What started from prosaic origins over a discussion of an amazing cheese spread, co-curators Alex Gawronski and Justene Williams present a group exhibition that responds to the allure of cheese. “Cheese is quite a miraculous substance, it has been around for a very long time, and has associations with wine and art”, says Gawronski.
Just as the title sets a salivating tone, it also draws many tongue-in-cheek references: 1. someone knowledgeable and/or of importance and high standing in an area or field, 2. the delicious food itself, and 3. a wry/ironical reference to the corny theme or art in the exhibition. It was this that attracted the curators, Gawronski says, “there are so many tales and euphemisms to the word cheese and we were interested in that as well – toe cheese, big cheese, hard cheese, tough cheddar.”
The process of making cheese from its base substance to a sensual delicacy is magically transformative. ‘Big Cheese’ also considers the other side of the story, as Gawronski outlines “that sense of the potential abjection that cheese presents as well, there are so many strains of mould in cheese – how did that come about that humans decided to eat this?”
Cheese borders upon the grotesque and surreal, with the curators referencing the irony of a work central to the Surrealist movement – Dali’s Persistence of Memory (1931). Watches transform into camembert, insinuating time, like cheese, is unstable, crumbling or blooming.
Seven artists have been selected based on their tendency towards the eccentric, including: Stephen Birch, Alex Gawronski, Sean Kerr, Petra Maitz, Daniel McKewen, Jelena Telecki and Justene Williams. Working across a broad range of media – paintings, sculpture, performance and video – the presence of humour in their practices is what connects them. A key example is Sean Kerr’s, as Gawrosnki describes, “a big papiermâché nose that has electronics inside it so that it can sniff the gallery air.”
The artists range in their responses that elicit reactions bordering desire and disgust. Stephen Birch presents a resin moon with a face, playing upon the popular legend that the moon is made of cheese. Whilst Jelena Telecki’s series of paintings look at the potential perverse and pungent connotations of cheese, focusing upon a kind of Serbian cheese that is from the region she grew up in.

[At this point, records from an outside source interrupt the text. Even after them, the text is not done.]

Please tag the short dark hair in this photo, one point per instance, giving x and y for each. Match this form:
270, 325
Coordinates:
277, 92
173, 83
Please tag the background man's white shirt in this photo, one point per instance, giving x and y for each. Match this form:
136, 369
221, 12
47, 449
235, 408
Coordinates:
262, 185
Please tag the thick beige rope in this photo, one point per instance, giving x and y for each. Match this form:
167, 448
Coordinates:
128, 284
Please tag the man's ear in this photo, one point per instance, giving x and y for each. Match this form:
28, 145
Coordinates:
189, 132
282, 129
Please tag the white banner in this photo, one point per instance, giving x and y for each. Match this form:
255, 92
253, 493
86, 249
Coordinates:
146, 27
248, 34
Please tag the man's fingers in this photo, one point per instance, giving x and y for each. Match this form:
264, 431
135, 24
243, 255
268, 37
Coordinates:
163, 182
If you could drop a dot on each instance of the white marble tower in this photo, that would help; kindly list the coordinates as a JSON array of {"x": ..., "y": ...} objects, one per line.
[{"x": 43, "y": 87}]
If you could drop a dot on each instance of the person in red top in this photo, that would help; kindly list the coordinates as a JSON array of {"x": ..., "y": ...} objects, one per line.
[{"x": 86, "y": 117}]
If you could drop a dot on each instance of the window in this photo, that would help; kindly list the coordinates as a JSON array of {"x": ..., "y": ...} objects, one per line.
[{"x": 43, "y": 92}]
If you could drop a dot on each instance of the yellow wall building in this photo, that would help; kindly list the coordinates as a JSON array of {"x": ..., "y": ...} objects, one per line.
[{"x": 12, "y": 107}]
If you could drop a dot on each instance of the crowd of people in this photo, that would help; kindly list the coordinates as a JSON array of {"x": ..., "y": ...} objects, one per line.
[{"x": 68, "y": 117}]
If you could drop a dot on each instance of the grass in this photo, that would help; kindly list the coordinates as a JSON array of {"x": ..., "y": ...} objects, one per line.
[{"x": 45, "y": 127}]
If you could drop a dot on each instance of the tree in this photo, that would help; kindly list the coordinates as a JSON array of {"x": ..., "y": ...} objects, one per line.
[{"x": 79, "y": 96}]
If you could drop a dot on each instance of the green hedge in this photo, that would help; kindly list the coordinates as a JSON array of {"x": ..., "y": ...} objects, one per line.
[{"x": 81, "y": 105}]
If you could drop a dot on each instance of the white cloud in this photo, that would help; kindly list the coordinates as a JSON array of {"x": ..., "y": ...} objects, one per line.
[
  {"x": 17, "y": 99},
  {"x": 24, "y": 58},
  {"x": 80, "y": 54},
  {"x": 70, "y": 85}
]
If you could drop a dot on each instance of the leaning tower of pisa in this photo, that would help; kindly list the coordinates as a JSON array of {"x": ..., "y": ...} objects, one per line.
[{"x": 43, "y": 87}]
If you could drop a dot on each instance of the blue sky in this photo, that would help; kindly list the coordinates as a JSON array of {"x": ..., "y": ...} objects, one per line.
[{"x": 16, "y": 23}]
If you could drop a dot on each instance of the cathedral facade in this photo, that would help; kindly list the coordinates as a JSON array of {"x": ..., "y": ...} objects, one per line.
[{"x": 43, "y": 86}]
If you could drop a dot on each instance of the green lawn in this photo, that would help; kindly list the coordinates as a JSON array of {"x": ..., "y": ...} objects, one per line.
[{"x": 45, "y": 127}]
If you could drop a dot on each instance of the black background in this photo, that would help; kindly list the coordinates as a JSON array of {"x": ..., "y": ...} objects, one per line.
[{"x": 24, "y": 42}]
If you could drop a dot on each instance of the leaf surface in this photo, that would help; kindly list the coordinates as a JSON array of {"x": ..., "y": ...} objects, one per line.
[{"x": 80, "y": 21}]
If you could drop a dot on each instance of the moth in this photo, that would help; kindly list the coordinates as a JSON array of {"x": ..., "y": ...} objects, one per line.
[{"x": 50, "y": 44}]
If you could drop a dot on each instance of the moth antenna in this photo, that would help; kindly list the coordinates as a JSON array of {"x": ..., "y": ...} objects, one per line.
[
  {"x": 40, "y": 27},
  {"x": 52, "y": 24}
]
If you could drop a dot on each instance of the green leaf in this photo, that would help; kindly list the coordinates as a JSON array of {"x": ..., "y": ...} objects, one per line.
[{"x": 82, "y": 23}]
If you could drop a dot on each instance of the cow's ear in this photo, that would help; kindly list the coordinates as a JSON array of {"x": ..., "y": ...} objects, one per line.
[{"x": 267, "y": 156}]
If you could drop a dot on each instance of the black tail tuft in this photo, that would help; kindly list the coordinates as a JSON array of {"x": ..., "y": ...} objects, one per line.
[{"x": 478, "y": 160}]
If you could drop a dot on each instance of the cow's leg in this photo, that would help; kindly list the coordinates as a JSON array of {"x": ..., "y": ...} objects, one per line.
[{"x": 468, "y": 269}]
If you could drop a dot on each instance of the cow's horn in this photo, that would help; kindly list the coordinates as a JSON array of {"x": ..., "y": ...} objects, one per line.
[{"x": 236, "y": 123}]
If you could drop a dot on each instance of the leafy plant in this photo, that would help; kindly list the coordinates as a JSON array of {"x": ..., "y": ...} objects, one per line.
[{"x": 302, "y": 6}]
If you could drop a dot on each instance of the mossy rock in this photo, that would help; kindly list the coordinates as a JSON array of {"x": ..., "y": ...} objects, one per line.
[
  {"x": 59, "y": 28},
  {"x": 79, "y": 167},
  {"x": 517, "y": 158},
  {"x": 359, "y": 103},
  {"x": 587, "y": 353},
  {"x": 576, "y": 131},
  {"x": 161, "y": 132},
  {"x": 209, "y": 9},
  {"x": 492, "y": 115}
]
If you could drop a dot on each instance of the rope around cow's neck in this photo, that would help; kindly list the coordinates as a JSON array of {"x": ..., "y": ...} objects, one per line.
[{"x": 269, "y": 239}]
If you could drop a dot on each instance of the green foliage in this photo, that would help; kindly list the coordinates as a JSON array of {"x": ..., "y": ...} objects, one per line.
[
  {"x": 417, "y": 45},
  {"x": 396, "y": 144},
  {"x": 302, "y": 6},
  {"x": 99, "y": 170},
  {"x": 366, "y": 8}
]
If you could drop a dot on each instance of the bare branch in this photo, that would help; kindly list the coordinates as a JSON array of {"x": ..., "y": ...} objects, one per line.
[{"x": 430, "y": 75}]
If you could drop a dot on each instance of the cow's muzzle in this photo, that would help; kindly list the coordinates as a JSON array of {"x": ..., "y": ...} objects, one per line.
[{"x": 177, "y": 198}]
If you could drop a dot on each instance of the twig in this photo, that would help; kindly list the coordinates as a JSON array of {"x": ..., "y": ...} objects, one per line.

‘Big Cheese’ – just like the product – presents a delicious and engaging theme. As a paradigm cheese is a metamorphic substance, mirroring the experiences of global time and space as molten and fluid. By stretching the potential of cheese both literally and metaphorically, each artist asks us to revaluate the rationality and irrationality of our own standards and what we consider is natural or acceptable.